After manually processing each picture, we combined the data into one set containing 3,200 images. This was plenty enough to meet our needs.

### Design
We used the Python library [Keras](https://keras.io) to help create and train our model. Keras is a high level API for ML development. Keras used Tensorflow under the hood to train our model. The resulting model was then converted to Apple's [Core ML](https://developer.apple.com/machine-learning) format and added to our iOS app project.

![Model](https://github.com/g-r-a-n-t/serial-vision/raw/master/images/model.png)

*Our model as defined in Keras*

We used a fairly standard design, in fact, this model had already been used by another developer to classify characters of a different font. That code can be found here.
https://github.com/DrNeuroSurg/OCRwithVisionAndCoreML-Part1

![CNN Example](https://github.com/g-r-a-n-t/serial-vision/raw/master/images/cnn-example.png)

*A nice CNN diagram (not ours, it's from Wikipedia)*

### Performance

The model was trained on 2,400 images and validated on 800 images with a batch size of 128 inputs over 6 epochs. Training takes under a minute and the accuracy is consistently above 98% on test data.

![Performance](https://github.com/g-r-a-n-t/serial-vision/raw/master/images/performance.png)
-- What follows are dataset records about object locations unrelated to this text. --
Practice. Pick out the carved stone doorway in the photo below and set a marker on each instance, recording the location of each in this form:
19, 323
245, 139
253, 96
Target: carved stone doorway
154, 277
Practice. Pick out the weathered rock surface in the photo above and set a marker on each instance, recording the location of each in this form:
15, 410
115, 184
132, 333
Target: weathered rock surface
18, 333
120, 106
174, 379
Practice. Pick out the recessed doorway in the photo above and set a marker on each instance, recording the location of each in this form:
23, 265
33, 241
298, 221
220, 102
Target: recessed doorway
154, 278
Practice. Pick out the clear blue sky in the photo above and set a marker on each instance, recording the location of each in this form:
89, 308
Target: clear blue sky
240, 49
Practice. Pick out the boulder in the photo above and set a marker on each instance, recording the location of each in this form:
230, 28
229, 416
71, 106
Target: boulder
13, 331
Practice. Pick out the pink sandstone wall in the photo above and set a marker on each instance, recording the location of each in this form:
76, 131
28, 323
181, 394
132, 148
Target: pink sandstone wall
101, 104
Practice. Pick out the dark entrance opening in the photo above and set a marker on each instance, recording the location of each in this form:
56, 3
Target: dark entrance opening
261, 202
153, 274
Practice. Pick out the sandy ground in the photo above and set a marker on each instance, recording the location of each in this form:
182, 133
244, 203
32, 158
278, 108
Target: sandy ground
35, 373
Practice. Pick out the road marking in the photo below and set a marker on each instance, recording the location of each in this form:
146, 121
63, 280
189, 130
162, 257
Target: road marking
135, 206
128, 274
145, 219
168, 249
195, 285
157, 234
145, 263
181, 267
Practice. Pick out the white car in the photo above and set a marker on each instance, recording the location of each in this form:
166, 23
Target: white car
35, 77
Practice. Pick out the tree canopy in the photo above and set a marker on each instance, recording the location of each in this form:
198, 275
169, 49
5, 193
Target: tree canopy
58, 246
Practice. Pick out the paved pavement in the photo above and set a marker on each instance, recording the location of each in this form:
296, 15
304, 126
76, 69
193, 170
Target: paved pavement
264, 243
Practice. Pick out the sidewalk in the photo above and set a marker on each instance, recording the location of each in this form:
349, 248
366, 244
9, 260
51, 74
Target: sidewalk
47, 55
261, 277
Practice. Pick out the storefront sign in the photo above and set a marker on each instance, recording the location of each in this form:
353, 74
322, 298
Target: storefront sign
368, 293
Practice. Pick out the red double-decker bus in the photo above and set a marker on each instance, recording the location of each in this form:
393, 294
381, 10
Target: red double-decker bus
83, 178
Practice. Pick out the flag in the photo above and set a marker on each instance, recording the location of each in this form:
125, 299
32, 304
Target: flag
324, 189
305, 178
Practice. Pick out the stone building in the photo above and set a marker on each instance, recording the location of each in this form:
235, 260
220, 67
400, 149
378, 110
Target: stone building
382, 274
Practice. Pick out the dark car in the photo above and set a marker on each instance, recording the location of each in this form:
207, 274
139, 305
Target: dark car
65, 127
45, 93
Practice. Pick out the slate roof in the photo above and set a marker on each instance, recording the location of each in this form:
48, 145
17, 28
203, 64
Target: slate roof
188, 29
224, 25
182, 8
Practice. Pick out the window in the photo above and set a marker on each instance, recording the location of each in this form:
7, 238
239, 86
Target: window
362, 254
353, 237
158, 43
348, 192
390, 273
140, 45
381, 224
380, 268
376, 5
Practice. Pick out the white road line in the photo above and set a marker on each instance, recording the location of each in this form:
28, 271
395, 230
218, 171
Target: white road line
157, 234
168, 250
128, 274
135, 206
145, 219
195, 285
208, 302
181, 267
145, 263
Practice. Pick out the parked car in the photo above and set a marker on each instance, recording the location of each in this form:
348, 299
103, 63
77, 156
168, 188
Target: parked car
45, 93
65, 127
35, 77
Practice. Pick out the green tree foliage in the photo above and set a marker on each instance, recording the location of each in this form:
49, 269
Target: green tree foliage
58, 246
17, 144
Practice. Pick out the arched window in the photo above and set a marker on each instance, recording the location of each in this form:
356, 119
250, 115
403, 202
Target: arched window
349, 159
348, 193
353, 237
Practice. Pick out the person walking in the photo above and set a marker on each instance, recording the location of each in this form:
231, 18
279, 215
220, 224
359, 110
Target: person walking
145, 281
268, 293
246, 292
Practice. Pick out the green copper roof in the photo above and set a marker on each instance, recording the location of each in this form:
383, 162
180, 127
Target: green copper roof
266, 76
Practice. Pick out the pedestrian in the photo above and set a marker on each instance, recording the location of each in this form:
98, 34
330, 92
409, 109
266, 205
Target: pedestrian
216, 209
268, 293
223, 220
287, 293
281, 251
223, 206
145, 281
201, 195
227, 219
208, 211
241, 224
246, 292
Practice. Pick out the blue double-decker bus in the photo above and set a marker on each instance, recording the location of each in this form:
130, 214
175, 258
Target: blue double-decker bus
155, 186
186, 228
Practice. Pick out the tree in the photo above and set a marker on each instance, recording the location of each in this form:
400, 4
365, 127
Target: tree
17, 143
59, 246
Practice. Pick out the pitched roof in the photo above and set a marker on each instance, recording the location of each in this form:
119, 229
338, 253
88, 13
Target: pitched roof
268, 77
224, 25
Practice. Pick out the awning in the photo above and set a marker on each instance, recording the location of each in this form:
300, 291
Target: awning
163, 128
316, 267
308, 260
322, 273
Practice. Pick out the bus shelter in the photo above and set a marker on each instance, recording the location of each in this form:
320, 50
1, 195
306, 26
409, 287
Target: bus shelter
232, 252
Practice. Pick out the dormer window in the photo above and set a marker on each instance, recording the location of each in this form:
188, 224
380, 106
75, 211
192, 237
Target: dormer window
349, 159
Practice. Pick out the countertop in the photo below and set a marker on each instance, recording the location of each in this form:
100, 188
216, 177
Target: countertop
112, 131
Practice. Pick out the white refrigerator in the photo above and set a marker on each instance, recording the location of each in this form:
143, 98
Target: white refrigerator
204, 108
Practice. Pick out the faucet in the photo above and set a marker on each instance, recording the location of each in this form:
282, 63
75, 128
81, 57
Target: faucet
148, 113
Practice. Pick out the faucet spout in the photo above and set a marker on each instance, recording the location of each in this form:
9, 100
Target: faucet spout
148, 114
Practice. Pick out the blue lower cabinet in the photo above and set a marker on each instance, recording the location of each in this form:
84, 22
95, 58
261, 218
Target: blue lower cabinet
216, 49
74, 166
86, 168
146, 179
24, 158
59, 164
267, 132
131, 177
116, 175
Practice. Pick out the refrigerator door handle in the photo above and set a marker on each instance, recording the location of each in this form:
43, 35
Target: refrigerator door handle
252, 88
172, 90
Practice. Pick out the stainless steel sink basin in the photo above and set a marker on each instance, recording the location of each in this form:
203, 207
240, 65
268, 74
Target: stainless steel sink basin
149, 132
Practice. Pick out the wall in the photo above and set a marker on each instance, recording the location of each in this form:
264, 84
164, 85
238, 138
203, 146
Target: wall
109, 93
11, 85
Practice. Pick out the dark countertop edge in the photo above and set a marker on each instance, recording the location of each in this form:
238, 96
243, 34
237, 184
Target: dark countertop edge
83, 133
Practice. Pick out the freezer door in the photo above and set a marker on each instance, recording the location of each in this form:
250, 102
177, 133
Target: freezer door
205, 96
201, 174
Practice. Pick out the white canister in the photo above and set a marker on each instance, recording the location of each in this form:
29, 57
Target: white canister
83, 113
The performance of this model is equally as good on devices. Given that the characters are reasonably clear, the model will often predict with very high confidence the correct value.

## Analysis

The technology developed for this application would serve as a solid foundation for many use cases. Some brief examples include:

- Removing EOL devices from Jamf Pro
- Quick troubleshooting for common problems
- Querying device information such as: hardware, management status, and location/user information
- Updating user/location information
- Sending management commands (the possibilities of this would be endless)

Being able to quickly identify devices in Jamf Pro with a lightweight app would enable many forms of interaction that are not currently possible with just our web app. As it stands, if a user has a problem, the admin must manually search for that device in Jamf Pro using information provided by the user before they can start resolving the issue. If they are working with an ownerless device, they must copy the serial by hand into a search bar to identify it. We have confirmed with IT at Jamf that this would be a useful product. When asked for their thought, we were met with the response, "I've always wanted something like this, it would make my life so much easier." There's no doubt that this could be useful product for Jamf customers.